Darüberhinaus mischt sich der Staat zunehmend in den wirtschaftlichen Prozess ein und verzerrt damit die Wettbewerbssituation deutlich:
  • Großunternehmen, die in wirtschaftlichen Schwierigkeiten stecken, bekommen staatliche Unterstützungen
  • Banken werden aufgefangen
  • Das Bilanzierungsrecht für Banken wurde geändert, um die Banken nach aussen besser dastehen zu lassen
  • Subventionen werden in riesigen Mengen ausgeschüttet, von denen insbesondere größere Unternehmen profitieren, da diese - bedingt durch die Größe ihres Apparates - am Besten die Subventionsangebote überschauen können.
  • marktwirtschaftliche Prinzipien werden ausser Kraft gesetzt: Haftung für Fehlentscheidungen, Insolvenzen von Banken und Großunternehmen werden ausgeschlossen - oft mit der Begründung, sie seien systemrelevant.
  • Subventionen schaffen Anreize, bestimmte Produkte zu kaufen oder nicht, der Markt wird ausgehebelt.
  • ...

Alle diese Punkte schildern einleuchtend, dass der Staat die überwachende neutrale Position oberhalb der Wirtschaft verlassen hat.
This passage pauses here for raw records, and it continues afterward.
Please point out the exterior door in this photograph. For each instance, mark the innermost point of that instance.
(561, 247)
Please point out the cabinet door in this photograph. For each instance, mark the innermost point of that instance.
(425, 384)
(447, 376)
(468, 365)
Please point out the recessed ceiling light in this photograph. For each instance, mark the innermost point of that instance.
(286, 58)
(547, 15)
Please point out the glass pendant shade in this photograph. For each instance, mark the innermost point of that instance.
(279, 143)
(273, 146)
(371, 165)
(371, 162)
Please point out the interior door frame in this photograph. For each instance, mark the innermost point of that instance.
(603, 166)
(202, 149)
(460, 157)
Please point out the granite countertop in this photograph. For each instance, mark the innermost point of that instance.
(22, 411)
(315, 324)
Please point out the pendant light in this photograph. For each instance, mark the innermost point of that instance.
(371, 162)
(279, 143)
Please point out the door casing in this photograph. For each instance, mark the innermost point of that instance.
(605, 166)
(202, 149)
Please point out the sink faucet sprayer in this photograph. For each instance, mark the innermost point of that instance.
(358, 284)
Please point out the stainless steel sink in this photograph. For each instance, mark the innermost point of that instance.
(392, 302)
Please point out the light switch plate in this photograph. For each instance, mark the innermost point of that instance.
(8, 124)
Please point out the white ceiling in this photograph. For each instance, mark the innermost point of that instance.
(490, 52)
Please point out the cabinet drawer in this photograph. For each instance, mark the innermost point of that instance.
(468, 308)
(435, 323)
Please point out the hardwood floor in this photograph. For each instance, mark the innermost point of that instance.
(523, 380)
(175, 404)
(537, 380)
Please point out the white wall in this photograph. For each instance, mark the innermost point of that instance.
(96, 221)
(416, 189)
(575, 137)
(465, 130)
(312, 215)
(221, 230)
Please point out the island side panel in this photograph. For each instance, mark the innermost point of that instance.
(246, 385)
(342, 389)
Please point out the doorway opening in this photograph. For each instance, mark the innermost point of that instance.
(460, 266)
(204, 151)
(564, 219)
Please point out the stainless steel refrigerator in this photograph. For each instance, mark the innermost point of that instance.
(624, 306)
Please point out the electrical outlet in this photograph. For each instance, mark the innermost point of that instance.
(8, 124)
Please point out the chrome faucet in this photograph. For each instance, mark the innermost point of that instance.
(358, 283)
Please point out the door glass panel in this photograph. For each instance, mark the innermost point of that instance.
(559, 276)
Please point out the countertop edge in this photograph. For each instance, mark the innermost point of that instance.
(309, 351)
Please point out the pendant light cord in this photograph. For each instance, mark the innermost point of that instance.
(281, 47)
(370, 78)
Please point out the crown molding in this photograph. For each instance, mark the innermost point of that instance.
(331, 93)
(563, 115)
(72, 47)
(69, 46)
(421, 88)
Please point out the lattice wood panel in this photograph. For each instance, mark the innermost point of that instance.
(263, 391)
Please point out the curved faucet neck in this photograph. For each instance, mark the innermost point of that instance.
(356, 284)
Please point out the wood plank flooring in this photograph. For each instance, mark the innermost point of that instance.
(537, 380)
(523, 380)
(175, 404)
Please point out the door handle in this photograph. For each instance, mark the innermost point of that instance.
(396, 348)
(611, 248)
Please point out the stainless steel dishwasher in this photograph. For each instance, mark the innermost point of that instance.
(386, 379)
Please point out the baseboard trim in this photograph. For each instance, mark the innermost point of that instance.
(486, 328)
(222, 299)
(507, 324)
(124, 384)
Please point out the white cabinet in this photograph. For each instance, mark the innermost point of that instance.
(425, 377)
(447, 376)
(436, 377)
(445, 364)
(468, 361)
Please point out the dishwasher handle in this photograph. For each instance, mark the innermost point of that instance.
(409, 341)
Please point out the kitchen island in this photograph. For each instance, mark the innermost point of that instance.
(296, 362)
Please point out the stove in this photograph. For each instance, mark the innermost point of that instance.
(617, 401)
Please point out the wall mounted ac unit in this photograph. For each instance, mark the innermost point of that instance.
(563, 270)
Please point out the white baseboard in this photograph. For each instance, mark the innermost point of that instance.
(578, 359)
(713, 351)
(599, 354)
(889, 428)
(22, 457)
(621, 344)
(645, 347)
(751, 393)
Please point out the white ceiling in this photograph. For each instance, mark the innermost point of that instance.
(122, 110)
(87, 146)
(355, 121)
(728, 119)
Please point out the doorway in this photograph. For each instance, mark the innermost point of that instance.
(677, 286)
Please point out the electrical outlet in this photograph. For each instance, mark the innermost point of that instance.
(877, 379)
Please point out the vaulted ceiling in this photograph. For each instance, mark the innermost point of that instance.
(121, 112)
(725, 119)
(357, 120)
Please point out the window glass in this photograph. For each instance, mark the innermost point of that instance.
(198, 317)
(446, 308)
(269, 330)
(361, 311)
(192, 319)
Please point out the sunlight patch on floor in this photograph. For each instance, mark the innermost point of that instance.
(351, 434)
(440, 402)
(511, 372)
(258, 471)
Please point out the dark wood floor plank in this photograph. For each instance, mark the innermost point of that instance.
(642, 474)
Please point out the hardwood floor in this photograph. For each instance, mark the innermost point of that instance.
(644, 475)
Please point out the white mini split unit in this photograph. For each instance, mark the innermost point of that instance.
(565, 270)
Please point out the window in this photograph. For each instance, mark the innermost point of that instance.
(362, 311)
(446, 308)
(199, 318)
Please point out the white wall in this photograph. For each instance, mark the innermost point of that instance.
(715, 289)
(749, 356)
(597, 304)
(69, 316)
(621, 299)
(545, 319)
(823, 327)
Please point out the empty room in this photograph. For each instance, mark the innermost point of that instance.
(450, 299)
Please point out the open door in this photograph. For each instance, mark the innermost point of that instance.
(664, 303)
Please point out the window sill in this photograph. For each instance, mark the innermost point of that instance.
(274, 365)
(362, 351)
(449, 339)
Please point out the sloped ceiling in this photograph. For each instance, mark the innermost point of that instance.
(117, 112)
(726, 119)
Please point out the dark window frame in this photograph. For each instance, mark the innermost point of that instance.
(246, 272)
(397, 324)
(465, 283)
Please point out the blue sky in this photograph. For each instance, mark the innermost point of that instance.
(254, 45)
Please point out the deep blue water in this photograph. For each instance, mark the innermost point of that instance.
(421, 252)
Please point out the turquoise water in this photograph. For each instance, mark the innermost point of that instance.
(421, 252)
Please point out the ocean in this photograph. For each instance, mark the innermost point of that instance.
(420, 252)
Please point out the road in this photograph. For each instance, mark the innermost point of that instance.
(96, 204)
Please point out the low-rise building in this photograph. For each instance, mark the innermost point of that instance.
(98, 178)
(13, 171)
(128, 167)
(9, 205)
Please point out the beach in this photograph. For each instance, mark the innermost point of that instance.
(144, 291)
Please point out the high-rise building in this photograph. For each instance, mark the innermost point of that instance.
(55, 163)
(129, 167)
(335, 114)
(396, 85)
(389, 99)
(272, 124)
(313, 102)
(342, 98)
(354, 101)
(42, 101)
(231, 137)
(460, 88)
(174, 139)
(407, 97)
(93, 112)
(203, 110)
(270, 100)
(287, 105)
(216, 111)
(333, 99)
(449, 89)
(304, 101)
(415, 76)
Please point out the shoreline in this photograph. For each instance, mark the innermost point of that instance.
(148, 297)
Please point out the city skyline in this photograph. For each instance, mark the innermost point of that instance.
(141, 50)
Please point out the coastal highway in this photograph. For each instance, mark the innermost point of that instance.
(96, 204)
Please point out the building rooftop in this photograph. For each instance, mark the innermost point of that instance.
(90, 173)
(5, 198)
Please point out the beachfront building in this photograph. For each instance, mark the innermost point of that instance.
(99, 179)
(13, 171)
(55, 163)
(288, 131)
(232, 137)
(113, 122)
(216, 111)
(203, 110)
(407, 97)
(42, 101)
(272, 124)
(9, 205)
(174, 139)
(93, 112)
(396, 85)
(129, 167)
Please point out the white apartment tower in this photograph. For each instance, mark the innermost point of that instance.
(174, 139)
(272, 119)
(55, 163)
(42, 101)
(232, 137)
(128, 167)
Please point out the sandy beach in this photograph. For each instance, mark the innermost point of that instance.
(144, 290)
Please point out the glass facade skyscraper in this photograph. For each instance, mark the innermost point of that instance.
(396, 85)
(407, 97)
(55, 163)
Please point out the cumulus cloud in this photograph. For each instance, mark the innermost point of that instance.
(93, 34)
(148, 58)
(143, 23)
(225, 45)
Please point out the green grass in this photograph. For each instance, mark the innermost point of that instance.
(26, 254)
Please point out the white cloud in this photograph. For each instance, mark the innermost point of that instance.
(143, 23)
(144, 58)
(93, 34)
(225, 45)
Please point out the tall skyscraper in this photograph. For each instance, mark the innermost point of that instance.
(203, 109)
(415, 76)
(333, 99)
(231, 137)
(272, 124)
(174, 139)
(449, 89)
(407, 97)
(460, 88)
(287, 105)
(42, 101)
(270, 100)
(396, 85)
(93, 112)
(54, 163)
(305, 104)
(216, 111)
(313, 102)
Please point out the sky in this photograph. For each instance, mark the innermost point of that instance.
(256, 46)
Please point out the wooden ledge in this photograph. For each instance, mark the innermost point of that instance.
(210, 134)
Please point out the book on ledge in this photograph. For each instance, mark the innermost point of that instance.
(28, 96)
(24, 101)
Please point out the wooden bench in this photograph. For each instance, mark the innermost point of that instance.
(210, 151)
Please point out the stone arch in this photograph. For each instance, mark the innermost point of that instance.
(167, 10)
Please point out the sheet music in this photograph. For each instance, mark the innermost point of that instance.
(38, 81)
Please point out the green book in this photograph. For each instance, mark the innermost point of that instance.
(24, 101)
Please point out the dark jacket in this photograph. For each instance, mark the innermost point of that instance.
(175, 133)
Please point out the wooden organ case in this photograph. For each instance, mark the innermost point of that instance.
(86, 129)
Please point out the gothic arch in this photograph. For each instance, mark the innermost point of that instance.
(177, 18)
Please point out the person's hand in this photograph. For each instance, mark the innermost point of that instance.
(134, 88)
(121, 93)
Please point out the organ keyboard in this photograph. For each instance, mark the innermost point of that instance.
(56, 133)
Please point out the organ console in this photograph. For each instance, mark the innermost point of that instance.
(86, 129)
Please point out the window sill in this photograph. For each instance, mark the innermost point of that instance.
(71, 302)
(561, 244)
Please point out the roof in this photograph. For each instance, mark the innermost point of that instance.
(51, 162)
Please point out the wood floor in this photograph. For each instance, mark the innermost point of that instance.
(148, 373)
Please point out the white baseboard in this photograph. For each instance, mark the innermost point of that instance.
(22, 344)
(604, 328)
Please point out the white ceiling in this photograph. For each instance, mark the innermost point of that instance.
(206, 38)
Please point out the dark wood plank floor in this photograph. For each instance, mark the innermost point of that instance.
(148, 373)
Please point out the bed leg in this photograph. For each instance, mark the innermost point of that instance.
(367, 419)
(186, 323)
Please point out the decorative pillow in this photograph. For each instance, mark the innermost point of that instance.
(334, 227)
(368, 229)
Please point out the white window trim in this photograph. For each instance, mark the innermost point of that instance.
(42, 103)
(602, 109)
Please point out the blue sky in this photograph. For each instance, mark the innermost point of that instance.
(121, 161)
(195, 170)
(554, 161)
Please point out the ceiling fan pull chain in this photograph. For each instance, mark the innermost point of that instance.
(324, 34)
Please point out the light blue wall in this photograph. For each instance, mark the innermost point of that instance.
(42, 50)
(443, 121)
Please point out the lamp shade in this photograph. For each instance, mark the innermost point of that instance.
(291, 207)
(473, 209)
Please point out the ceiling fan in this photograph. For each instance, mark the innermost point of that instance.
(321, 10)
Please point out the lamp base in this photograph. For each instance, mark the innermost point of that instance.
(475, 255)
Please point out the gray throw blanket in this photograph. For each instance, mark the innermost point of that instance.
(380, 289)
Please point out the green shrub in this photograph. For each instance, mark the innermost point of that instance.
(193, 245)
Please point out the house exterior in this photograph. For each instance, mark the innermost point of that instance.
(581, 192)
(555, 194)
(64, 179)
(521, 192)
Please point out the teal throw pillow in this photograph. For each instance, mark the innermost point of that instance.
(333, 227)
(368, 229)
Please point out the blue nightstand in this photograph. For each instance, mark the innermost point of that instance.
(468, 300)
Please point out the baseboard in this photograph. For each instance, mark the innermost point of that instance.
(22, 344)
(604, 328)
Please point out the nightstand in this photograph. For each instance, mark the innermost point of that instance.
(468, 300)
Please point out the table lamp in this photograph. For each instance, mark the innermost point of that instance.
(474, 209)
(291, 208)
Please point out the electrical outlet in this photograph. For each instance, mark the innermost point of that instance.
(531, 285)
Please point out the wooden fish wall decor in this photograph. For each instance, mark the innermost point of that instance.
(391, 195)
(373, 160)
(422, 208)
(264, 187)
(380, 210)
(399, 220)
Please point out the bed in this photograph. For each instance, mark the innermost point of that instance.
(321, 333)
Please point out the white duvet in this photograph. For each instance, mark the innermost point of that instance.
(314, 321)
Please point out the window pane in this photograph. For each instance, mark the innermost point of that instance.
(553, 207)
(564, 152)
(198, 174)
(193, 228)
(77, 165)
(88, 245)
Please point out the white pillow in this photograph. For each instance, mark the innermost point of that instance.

Er betreibt zunehmend Interessenpolitik für Lobbygruppen und das oft mit der Begründung, das Beste für die Bürger, das Land und die Umwelt durchsetzen zu wollen. Das aber steht im krassen Widerspruch zur Definition der "Sozialen Marktwirtschaft" und des "Neoliberalismus". Die "Soziale Marktwirtschaft" und der "Neoliberalismus" verlangen geradezu danach, dass sich der Staat eben nicht einmischt und nur als neutraler Schiedsrichter agieren darf.

Die Probleme, die wir heute in unserem Land, in der EU oder auch in nahezu der gesamten westlichen Welt sehen, sind daher nicht das Ergebnis einer "Sozialen Marktwirtschaft" oder des "Neoliberalismusses".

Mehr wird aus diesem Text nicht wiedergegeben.